Dog Bites under Texas Law
In the state of Texas dog bite law follows the "one bite rule." This means that owners are not responsible first time a dog bites someone.
However, if the dog has bitten anyone before or the owner knows the dog has the potential to bite someone the victim can sue for damages. A victim may also be able to sue for damages if they can show that the owner violated animal control law or if the accident is caused by the owners negligence.
Sometimes, even though a dog owner cannot be sued for damages the dog owner can still be held criminally responsible, charged with a third-degree felony if the dog causes serious bodily injury to the victim in an unprovoked attack. The punishment for this third-degree felony can be from 2 to 10 years in prison, and include up to a $10,000 fine.
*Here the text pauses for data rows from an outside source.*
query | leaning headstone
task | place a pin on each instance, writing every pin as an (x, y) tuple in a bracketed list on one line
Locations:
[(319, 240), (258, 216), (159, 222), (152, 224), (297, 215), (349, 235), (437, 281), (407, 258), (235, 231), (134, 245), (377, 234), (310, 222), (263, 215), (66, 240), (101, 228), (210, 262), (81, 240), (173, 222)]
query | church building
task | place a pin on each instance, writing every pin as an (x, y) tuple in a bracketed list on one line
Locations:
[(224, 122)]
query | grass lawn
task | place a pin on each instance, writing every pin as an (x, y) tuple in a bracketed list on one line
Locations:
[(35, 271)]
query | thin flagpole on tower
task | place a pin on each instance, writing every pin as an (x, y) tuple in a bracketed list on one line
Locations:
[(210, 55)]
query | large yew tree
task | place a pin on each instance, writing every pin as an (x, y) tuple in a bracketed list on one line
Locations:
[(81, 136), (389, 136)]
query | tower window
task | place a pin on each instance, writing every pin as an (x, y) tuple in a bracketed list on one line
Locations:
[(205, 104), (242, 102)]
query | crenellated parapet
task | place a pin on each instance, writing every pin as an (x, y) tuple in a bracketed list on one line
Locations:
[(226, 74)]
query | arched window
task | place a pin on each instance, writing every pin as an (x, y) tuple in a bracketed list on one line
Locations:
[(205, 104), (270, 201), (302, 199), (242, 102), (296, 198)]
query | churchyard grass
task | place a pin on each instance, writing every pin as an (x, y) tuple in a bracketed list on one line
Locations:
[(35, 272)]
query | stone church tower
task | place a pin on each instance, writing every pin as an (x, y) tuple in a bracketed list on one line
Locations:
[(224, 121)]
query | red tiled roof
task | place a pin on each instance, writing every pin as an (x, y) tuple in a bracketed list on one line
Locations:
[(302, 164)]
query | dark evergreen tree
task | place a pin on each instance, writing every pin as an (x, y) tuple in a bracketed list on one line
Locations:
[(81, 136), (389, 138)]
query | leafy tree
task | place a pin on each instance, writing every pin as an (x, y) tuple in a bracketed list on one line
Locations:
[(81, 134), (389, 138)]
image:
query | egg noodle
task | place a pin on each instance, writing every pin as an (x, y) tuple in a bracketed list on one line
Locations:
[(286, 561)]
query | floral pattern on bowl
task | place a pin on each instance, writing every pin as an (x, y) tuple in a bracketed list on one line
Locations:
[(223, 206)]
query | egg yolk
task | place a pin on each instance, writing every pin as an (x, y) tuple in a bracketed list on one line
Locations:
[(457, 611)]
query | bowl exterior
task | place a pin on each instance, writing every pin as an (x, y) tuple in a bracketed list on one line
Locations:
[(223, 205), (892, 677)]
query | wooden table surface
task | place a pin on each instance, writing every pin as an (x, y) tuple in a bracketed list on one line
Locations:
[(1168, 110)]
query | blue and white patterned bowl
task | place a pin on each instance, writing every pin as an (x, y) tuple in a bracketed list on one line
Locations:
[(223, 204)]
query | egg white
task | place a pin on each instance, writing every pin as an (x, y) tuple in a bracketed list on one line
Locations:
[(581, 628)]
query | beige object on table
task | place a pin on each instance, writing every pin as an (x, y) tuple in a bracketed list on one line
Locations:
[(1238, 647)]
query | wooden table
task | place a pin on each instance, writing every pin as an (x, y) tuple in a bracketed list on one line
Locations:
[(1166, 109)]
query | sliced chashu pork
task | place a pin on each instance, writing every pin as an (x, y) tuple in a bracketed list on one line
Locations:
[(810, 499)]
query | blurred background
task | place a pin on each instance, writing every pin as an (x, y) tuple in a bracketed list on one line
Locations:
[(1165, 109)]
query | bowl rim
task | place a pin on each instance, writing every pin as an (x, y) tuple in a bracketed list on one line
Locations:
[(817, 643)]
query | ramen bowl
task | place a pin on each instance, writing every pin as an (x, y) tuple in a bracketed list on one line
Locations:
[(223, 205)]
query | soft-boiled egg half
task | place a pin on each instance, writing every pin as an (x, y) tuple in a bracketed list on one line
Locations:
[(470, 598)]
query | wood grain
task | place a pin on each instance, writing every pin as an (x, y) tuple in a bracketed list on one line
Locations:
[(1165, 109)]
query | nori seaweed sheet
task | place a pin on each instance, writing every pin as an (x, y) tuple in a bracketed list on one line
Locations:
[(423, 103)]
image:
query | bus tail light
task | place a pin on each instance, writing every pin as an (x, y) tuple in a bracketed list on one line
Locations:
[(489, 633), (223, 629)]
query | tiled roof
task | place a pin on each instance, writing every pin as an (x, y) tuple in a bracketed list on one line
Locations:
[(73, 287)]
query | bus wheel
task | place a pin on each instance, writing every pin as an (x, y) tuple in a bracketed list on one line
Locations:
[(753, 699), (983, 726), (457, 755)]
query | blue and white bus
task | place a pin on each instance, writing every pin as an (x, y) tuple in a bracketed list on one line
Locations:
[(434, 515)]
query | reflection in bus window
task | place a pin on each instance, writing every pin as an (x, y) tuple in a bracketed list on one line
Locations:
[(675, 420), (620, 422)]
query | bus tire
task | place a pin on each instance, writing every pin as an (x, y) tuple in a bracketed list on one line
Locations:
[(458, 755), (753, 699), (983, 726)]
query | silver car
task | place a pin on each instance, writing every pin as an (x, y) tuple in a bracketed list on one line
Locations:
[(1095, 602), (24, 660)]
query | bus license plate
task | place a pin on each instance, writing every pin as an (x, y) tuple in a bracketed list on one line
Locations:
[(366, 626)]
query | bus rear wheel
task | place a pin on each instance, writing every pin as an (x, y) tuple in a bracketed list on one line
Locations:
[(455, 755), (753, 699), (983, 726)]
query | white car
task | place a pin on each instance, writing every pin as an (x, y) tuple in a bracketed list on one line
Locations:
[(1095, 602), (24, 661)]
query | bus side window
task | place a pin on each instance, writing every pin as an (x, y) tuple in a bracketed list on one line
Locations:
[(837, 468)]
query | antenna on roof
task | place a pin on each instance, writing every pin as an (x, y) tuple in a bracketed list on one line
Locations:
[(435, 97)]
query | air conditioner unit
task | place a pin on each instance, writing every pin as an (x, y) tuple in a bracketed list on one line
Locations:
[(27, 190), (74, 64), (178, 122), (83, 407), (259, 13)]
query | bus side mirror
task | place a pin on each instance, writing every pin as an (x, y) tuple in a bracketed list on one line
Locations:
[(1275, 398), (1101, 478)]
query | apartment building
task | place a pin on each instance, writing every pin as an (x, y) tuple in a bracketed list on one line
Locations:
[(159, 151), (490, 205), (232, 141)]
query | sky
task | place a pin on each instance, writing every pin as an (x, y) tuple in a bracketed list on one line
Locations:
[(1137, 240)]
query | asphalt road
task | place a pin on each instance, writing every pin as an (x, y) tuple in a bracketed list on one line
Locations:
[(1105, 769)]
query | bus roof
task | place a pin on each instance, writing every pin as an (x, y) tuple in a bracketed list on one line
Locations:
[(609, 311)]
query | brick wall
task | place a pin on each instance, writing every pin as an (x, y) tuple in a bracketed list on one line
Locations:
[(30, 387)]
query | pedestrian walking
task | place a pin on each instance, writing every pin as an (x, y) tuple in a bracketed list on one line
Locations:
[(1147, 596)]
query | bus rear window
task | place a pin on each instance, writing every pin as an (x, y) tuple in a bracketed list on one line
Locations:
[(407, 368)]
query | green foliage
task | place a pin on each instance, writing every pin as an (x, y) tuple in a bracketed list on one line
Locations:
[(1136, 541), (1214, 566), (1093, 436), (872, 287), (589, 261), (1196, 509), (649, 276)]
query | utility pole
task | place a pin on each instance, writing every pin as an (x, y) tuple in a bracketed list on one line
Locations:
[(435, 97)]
If a person dies because of an unprovoked dog attack the dog owner can be charged with a second-degree felony that carries a penalty of up to 20 years in prison.
Under Texas liability law a dog owner may be forced to pay for your medical expenses, lost wages and possibly compensate you for permanent disfigurement or disability.
Failure to stop an attack in progress is also actionable. The Texas Supreme Court has ruled that an owner may be held liable even if the requirements of the one bite rule or negligence cannot be established.
Landlords and landowners can be held liable for failing to remove dangerous dogs from a premises. The landlord or landowner has a duty to exercise reasonable care to keep common areas safe for the use tenants and guests.
Under a statute known as Lillian's law the owner of a loose dog that causes a person's injury or death may face criminal penalties including jail if he or she is found criminally negligent in failing to prevent the dog's escape. If the person injured does not need hospitalization the owner may be charged with a misdemeanor. If the injury is severe the owner may be charged with a third-degree felony potentially serving 2 to 10 years in prison and a fine of up to $10,000. If the attack is fatal the owner may be charged with a second-degree felony and serve up to 20 years in prison.
Lillian's law defines a dangerous dog as a dog that has previously injured someone in an unprovoked attack outside of a structure meant for its confinement, or has committed unprovoked acts outside its enclosure that would cause a person to reason believe the dog is capable of attacking and causing injury.
If a dog causes serious injury or death of a person a municipal or county court can order seizure of the dog by warrant. Once a dog has been seized the must be housing humane conditions until a court decides it's disposition.